Question

The electron mobility \( \mu_n \) in a non-degenerate germanium semiconductor at 300 K is 0.38 m$^2$/Vs. The electron diffusivity \( D_n \) at 300 K (in cm$^2$/s, rounded off to the nearest integer) is _________.

• A. 26
• B. 98
• C. 38
• D. 10

Hint:

To find the electron diffusivity, use the Einstein relation involving the Boltzmann constant, temperature, charge of an electron, and mobility.

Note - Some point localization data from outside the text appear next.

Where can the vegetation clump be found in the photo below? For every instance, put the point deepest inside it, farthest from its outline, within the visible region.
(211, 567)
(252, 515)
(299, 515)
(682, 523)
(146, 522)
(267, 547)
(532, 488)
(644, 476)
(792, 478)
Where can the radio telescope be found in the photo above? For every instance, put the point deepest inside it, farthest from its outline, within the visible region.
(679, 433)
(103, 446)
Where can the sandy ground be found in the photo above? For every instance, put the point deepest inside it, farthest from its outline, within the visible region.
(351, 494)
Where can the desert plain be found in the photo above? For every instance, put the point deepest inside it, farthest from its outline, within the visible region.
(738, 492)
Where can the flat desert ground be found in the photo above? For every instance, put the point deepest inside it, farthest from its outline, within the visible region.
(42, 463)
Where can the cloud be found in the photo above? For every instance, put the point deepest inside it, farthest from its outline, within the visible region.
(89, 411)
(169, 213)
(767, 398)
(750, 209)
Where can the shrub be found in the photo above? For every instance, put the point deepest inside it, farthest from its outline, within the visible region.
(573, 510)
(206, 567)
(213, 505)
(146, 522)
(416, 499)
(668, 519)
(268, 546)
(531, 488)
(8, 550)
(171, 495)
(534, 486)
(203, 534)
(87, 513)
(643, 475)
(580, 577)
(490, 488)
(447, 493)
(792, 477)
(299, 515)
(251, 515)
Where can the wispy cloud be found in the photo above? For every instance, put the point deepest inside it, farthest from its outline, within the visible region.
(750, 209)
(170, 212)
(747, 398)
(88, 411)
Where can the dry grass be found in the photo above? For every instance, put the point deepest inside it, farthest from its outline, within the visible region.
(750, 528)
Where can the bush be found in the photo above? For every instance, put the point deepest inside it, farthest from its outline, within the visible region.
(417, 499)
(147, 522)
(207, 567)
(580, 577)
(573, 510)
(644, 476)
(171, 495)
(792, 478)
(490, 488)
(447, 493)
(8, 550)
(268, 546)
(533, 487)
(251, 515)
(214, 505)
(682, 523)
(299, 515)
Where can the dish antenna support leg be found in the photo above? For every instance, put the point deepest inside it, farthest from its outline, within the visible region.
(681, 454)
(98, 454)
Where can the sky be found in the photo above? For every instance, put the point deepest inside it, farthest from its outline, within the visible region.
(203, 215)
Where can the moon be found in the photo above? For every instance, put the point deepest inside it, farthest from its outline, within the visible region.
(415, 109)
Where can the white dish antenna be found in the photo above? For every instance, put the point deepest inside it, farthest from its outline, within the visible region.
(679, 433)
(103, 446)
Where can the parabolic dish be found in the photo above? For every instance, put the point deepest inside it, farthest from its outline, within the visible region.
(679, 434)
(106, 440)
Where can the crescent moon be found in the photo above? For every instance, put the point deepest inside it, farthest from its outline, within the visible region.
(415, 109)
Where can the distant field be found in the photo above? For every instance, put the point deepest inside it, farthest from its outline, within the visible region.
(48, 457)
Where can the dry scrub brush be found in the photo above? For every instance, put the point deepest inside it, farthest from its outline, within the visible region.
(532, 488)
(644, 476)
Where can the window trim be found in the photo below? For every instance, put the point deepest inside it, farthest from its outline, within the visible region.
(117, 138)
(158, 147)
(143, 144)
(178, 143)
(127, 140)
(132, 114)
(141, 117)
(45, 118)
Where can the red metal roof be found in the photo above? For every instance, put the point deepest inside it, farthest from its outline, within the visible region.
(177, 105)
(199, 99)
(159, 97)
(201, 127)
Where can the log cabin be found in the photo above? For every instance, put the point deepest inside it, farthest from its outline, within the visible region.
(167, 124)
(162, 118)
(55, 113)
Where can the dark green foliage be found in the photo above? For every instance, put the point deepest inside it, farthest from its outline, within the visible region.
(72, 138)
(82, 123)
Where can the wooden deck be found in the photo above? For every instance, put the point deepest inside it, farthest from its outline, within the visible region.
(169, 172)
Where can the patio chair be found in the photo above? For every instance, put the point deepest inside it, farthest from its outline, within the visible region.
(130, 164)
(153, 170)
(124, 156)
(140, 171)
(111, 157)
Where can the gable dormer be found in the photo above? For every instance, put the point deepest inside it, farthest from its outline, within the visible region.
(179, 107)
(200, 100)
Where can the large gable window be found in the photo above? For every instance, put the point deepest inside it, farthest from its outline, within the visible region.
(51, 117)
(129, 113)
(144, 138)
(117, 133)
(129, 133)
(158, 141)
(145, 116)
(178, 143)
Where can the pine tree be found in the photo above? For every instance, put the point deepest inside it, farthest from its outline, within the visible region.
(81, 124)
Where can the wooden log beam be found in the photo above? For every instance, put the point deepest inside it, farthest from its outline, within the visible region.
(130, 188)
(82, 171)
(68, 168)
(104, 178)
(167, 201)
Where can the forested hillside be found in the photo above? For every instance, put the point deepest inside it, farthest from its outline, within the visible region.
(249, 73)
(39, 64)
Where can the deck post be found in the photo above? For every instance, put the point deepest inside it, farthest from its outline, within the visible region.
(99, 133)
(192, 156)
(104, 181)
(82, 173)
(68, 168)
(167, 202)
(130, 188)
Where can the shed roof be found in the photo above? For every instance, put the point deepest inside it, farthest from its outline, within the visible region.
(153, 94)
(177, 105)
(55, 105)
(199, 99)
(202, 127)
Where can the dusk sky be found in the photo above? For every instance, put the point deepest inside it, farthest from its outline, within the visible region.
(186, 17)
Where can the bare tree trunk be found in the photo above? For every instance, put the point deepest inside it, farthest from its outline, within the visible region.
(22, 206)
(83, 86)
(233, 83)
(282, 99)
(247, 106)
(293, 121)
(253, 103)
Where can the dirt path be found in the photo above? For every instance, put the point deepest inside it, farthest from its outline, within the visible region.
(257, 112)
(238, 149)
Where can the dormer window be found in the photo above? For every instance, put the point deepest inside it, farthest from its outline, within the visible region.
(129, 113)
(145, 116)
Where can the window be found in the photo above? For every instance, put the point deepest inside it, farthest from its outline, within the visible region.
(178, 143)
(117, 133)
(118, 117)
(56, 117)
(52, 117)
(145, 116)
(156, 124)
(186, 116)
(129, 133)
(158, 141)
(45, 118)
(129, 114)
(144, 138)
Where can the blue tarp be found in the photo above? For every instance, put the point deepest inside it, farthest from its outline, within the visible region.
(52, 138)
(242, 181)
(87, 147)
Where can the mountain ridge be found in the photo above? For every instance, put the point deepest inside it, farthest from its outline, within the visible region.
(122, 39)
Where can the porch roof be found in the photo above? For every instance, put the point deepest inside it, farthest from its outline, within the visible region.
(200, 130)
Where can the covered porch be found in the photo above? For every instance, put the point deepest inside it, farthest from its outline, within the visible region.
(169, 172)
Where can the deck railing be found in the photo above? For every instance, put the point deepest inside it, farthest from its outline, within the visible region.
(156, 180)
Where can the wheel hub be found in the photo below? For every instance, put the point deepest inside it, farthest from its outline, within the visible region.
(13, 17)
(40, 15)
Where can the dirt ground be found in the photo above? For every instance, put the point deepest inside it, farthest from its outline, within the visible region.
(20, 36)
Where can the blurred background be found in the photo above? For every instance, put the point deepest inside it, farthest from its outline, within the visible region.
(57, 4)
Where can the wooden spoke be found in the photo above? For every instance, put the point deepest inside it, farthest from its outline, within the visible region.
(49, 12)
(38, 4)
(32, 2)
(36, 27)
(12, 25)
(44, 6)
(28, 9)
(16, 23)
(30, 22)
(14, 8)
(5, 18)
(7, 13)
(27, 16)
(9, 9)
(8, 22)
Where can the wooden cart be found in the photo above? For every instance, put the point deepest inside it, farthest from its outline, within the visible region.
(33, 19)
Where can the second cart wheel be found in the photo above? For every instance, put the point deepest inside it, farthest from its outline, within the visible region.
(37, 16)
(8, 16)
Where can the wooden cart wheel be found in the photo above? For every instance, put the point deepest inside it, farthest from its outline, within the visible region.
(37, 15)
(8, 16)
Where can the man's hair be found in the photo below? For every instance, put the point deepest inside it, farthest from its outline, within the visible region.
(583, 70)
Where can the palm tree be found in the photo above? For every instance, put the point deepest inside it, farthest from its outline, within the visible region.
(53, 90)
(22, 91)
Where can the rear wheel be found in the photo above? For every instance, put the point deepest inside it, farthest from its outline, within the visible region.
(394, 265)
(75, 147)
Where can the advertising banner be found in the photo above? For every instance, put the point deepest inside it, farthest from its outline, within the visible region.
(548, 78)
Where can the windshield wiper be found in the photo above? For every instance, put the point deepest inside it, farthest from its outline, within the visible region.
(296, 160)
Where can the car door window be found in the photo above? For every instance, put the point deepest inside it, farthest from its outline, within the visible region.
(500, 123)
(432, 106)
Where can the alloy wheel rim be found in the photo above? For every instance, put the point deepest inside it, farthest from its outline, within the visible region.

Don't forget to convert the result to the correct units.

Answer 1

The Correct Option is B

The electron diffusivity \( D_n \) is related to the electron mobility \( \mu_n \) by the Einstein relation: \[ D_n = \frac{k_B T}{q} \cdot \mu_n, \] where:
\( k_B = 1.38 \times 10^{-23} \, {J/K} \) (Boltzmann constant),
\( T = 300 \, {K} \) (temperature),
\( q = 1.6 \times 10^{-19} \, {C} \) (charge of an electron).
Substituting the given values: \[ D_n = \frac{(1.38 \times 10^{-23}) \cdot 300}{1.6 \times 10^{-19}} \cdot 0.38. \] \[ D_n = \frac{4.14 \times 10^{-21}}{1.6 \times 10^{-19}} \cdot 0.38 = 0.098 \, {m}^2/{s} = 98 \, {cm}^2/{s}. \] Thus, the correct answer is (B).